Even more remarkably, until the Christopher Commission released its report on the Rodney King uprising and the LAPD in 1993, Los Angeles police chiefs routinely issued endorsements in mayoral and city council races, though the mayor and council were their employers. A 1992 survey in the LA Weekly found that Los Angeles was the only one of the nation’s 20 largest cities where this practice was permitted. In this context, Villanueva’s abuses are just one more entry in the long history of L.A.’s cop-ocracy.
Alternatively, you could consider the case of former San Francisco District Attorney Chesa Boudin, who was elected on a moderate reform platform. The local police department reacted with snarling outrage to his attempts to impose accountability, engaging in a quiet work slowdown in a clear attempt at inciting a “law and order” moral panic. For instance, when Boudin busted a burglary ring, the police refused to help him carry the evidence, forcing him to rent a U-Haul to cart out the criminals. This campaign from the police worked: Boudin was recently removed in a recall campaign heavily backed by police groups, and the new district attorney has dismantled most of his accountability measures.
Or consider when New York cops arrested the mayor’s daughter during the George Floyd protests, and a police union published her sensitive personal details online. Mayor Bill de Blasio got the message loud and clear—just one hour later, he instructed protesters that it was time to go home.
This kind of behavior should be a screaming emergency for any kind of democracy, regardless of its political coloration. It violates every principle of democratic legitimacy for the government’s armed agents to openly meddle in politics, conduct apparently fraudulent witch hunts into those who investigate their corruption, or threaten the families of elected officials who are supposed to control them.
The danger is well illustrated by documents from the Claremont Institute—basically the intellectual front of the quasi-fascist MAGA movement—obtained by Christian Vanderbrouk at The Bulwark. In mid-2020, the institute published a “79 Days to Inauguration” report, a bloody political fantasy amounting to an “instruction manual for how Trump partisans at all levels of government—aided by citizen ‘posses’ of Proud Boys and Oath Keepers—could, quite literally, round up opposition activists, kill their leaders, and install Donald Trump for a second term in office,” Vanderbrouk writes.
Sheriffs in particular are key to this ongoing conspiracy against the American republic. Claremont has a “Sheriffs Fellowship” it started in 2021, because, according to a fundraising letter, “our nation’s conservative movement needs a countervailing network of uncorrupted law enforcement officials … officers not beholden to the centralized … bureaucracies of federal or state governments, nor the vicissitudes of easily pressured city officials.”

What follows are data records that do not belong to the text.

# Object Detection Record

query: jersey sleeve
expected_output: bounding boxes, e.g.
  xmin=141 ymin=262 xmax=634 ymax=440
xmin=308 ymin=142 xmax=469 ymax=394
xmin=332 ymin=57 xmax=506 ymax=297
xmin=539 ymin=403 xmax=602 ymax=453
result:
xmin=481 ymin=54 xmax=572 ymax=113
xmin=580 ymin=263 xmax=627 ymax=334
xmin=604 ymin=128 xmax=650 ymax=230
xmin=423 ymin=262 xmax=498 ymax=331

In other words, they want Villanueva-style police insurrection all across the nation to subordinate elected officials, install a right-wing dictator, and carry out violent political repression against anyone who protests.
Luckily for Los Angeles, Villanueva is facing an election this year, and he is thus far polling behind his challenger, retired Long Beach police chief Robert Luna. But that is just one department among thousands. If centrists and moderate liberals knew what was good for them, they would stop fussing about abolitionists, stop proposing to give the police more money, and instead focus their attention on the people plotting to kill them.